Calcutta has 1.5 lakh lamp posts, which utilise close to 28,789 kilowatt-hour electricity every day. According to experts, this translates into the production of about 288 tonnes of carbon dioxide a day.
The civic body has come up with a programme to minimise energy consumption on city roads. The pilot project, inaugurated by the mayor at a city hotel on Saturday, will use light-emitting diodes (LED) instead of the conventional sodium vapour lamps on streets.
“This is a first for Bengal. LEDs reduce energy consumption by at least 40 per cent,” says Sushil Sharma, the CMC’s mayor in council in charge of electricity and environment.
The cost of the pilot project is estimated at Rs 1.3 crore, to be shared equally by the Bureau of Energy Efficiency of the central government and the CMC, Sharma adds.
Climate Group, a Delhi based NGO, is facilitating the initiative. The group has worked on similar projects in New York, London, Adelaide and Hong Kong earlier, says one of its members, Aditi Dass.
The West Bengal State Electricity Distribution Company Ltd and the state Pollution Control Board are also partnering the project.

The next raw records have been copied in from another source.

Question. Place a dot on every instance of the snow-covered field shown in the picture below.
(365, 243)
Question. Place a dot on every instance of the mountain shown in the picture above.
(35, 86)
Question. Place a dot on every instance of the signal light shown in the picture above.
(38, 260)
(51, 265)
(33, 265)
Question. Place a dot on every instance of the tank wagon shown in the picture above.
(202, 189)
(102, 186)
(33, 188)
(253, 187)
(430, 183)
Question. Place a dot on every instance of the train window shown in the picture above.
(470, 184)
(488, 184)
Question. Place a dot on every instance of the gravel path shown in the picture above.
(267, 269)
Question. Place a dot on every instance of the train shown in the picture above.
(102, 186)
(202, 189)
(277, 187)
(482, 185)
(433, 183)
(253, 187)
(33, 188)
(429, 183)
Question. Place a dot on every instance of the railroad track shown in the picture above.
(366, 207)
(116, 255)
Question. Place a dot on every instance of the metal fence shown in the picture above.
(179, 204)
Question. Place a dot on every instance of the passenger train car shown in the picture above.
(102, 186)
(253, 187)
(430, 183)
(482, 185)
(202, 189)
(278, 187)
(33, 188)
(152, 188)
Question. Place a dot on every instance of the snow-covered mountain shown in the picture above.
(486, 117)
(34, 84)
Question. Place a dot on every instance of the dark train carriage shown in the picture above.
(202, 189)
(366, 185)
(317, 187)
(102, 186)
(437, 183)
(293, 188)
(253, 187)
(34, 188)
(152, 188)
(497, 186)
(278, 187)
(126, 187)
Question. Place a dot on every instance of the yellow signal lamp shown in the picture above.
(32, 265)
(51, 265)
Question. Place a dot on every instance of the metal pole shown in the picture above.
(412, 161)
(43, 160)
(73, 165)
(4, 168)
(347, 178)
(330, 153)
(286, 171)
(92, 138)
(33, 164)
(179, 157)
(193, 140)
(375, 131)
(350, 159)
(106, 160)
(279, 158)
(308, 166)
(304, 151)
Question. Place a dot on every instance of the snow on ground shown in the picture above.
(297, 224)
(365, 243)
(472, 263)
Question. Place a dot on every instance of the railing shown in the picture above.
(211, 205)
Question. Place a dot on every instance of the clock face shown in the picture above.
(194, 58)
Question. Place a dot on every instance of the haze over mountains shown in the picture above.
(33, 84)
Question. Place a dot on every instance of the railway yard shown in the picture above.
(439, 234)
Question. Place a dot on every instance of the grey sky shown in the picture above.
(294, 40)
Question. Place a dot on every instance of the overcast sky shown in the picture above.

Initially, the bulbs in some 350 lamp posts in nine places — Belvedere Road, Alipore Road, Belgachhia Rail Gate, Satyajit Ray Park, Swinhoe Lane, Dr GS Road, Bondel bridge, Narkeldanga Main Road and Loudon Street — will be replaced with LEDs. This is expected to reduce generation of carbon dioxide by 300kg every day.
Will the project just add to the long list of pre-poll gimmicks? “It’s a dream project and we have already earmarked the entire amount the CMC is required to pump in,” counters Sharma.
Conversion to LED means 40 per cent less consumption from the state grid. If the project takes off, how will the government explain power cuts?